8c6794b6.github.io

Benchmarking insert and member with AVL tree

While I was reading AVL Tree page on wikipedia, it motivated me enough to write the implementation in Haskell.

There are several AVL Tree implementations already exist: a package uploaded to hackage, gist snippet, and polymorphic stanamically balanced AVL tree. As for classic data structure and algorithm exercise, decided to write a simple implementation.

> {-# LANGUAGE BangPatterns #-}
> module AVL where

For taking benchmarks and comparison with Data.Map from container package. None of these modules are used in code implementing AVL.

> import Control.DeepSeq (NFData(..), deepseq)
> import Criterion.Main
> import System.Random
> import qualified Data.Map as M

Like other binary trees, AVL tree has leaf constructor and node constructor with right and left branch, with a field to hold height of the node:

> data AVL a
>   = Node {-# UNPACK #-} !Int !(AVL a) !a !(AVL a)
>   | Leaf
>   deriving (Eq, Show)

There was a note about order of constructors written in comments of Data.Map.Base:

When type has 2 constructors, a forward conditional jump is made
when successfully matching second constructor, in GHC 7.0.

This was still true in GHC 7.6.1, the version used at the time of writing. This is the reason why Node constructor came before the Leaf constructor.

An alias for leaf node:

> empty :: AVL a
> empty = Leaf
> {-# INLINEABLE empty #-}

Height of tree. Defining height of Leaf node as '0'.

> height :: AVL a -> Int
> height t = case t of
>   Leaf          -> 0
>   Node !n _ _ _ -> n
> {-# INLINE height #-}

Insert element to AVL tree. This function calls rebalance after inserting new element. Also, new element is strictly evaluated inside the local function go.

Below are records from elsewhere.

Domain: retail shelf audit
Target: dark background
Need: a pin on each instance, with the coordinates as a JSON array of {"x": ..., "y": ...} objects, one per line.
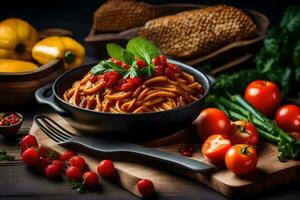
[{"x": 77, "y": 15}]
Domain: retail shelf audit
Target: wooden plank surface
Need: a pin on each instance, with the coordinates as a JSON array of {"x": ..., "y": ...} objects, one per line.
[
  {"x": 269, "y": 172},
  {"x": 18, "y": 182}
]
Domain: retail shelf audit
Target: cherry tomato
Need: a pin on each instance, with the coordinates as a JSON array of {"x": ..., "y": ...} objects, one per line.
[
  {"x": 42, "y": 164},
  {"x": 90, "y": 178},
  {"x": 241, "y": 159},
  {"x": 174, "y": 67},
  {"x": 215, "y": 147},
  {"x": 111, "y": 78},
  {"x": 77, "y": 161},
  {"x": 140, "y": 63},
  {"x": 31, "y": 156},
  {"x": 27, "y": 142},
  {"x": 66, "y": 155},
  {"x": 106, "y": 169},
  {"x": 212, "y": 121},
  {"x": 244, "y": 132},
  {"x": 295, "y": 135},
  {"x": 146, "y": 187},
  {"x": 264, "y": 96},
  {"x": 170, "y": 74},
  {"x": 93, "y": 79},
  {"x": 131, "y": 83},
  {"x": 288, "y": 118},
  {"x": 73, "y": 173},
  {"x": 52, "y": 171}
]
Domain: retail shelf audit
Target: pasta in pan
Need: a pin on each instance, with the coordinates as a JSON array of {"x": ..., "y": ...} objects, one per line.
[
  {"x": 118, "y": 87},
  {"x": 155, "y": 94}
]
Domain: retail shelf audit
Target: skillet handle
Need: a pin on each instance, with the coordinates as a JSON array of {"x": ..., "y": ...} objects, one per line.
[
  {"x": 211, "y": 79},
  {"x": 44, "y": 95}
]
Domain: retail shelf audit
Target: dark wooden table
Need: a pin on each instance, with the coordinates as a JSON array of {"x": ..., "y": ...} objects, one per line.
[{"x": 19, "y": 182}]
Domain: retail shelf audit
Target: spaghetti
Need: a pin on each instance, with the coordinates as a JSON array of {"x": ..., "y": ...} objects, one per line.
[{"x": 158, "y": 93}]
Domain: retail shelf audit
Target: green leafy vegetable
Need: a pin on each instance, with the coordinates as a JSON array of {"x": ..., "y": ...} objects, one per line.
[
  {"x": 115, "y": 51},
  {"x": 136, "y": 48},
  {"x": 277, "y": 61},
  {"x": 105, "y": 66},
  {"x": 5, "y": 156},
  {"x": 132, "y": 71},
  {"x": 128, "y": 57},
  {"x": 143, "y": 49},
  {"x": 238, "y": 108}
]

> insert :: Ord a => a -> AVL a -> AVL a
> insert = go where
>   go :: Ord a => a -> AVL a -> AVL a
>   go !n Leaf             = Node 1 Leaf n Leaf
>   go !n (Node h l !n' r) = case compare n' n of
>     LT -> rebalance $ Node h l n' (insert n r)
>     _  -> rebalance $ Node h (insert n l) n' r
> {-# INLINEABLE insert #-}

A function to check whether given element is a member of tree or not. Given element and element of pattern matched node are, again strictly evaluated.

> member :: (Ord a, Eq a) => a -> AVL a -> Bool
> member _  Leaf           = False
> member !x (Node _ l !y r) = case compare x y of
>   LT -> member x l
>   GT -> member x r
>   EQ -> True
> {-# INLINEABLE member #-}

There could be more functions, delete, merge, etc. But I'm little bit lazy to write them in this post.

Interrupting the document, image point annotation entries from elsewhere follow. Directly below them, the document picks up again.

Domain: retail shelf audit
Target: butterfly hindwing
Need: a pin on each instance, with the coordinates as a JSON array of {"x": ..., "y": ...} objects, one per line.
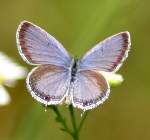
[
  {"x": 48, "y": 84},
  {"x": 89, "y": 90}
]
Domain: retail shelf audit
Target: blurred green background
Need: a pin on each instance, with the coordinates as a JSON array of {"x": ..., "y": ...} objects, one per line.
[{"x": 80, "y": 24}]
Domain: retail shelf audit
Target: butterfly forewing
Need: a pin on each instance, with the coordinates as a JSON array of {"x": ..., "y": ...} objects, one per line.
[
  {"x": 48, "y": 84},
  {"x": 36, "y": 46},
  {"x": 107, "y": 55},
  {"x": 89, "y": 90}
]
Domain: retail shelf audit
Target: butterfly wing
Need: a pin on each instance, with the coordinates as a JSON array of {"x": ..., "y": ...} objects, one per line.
[
  {"x": 107, "y": 55},
  {"x": 36, "y": 46},
  {"x": 89, "y": 90},
  {"x": 48, "y": 84}
]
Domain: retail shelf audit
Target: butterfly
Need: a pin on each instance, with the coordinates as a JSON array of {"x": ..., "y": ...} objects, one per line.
[{"x": 58, "y": 76}]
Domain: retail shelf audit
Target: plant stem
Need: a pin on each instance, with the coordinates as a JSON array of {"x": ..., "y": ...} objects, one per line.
[
  {"x": 60, "y": 119},
  {"x": 73, "y": 120},
  {"x": 82, "y": 121}
]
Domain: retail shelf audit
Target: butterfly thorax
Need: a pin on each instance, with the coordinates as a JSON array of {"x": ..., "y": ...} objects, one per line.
[{"x": 74, "y": 70}]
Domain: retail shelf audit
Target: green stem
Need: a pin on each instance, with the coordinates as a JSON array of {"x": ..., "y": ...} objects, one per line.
[
  {"x": 73, "y": 120},
  {"x": 60, "y": 119},
  {"x": 82, "y": 121}
]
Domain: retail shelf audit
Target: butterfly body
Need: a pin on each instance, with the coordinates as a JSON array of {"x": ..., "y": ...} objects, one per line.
[{"x": 57, "y": 76}]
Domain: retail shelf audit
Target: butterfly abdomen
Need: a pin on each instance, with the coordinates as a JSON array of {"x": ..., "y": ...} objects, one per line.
[{"x": 73, "y": 71}]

Here comes the balancing function. It rebalances tree, four cases are considered: right-right, right-left, left-left, and left-right.

Firstly, comparing with Leaf node, which is not needed to rebalance any more. Then the height from left node and right node are compared, leading to next case.

> rebalance :: AVL a -> AVL a
> rebalance Leaf                 = Leaf
> rebalance n1@(Node _ l1 x1 r1) = case compare hL1 hR1 of
>   LT -> rightIsHeavy
>   GT -> leftIsHeavy
>   EQ -> updateHeight n1
>   where
>     hL1 = height l1
>     hR1 = height r1

When right node is heavy, we compare the left node and right node again, and perform the rotations.

>     rightIsHeavy = case r1 of
>       Leaf            -> n1
>       Node _ l2 x2 r2 ->
>         case compare (height l2) (height r2) of

The right-right case, single rotation swapping the node in the middle to top and top node to left:

>           LT -> Node (hL1+2) (Node (hL1+1) l1 x1 l2) x2 r2

The right-left case, bringing the bottom element to top, top element to left, and middle element to right, with reordering each hanging nodes appropriately.

>           GT -> case l2 of
>             Leaf             -> n1
>             Node h3 l3 x3 r3 ->
>               Node (h3+1) (Node h3 l1 x1 l3) x3 (Node h3 r3 x2 r2)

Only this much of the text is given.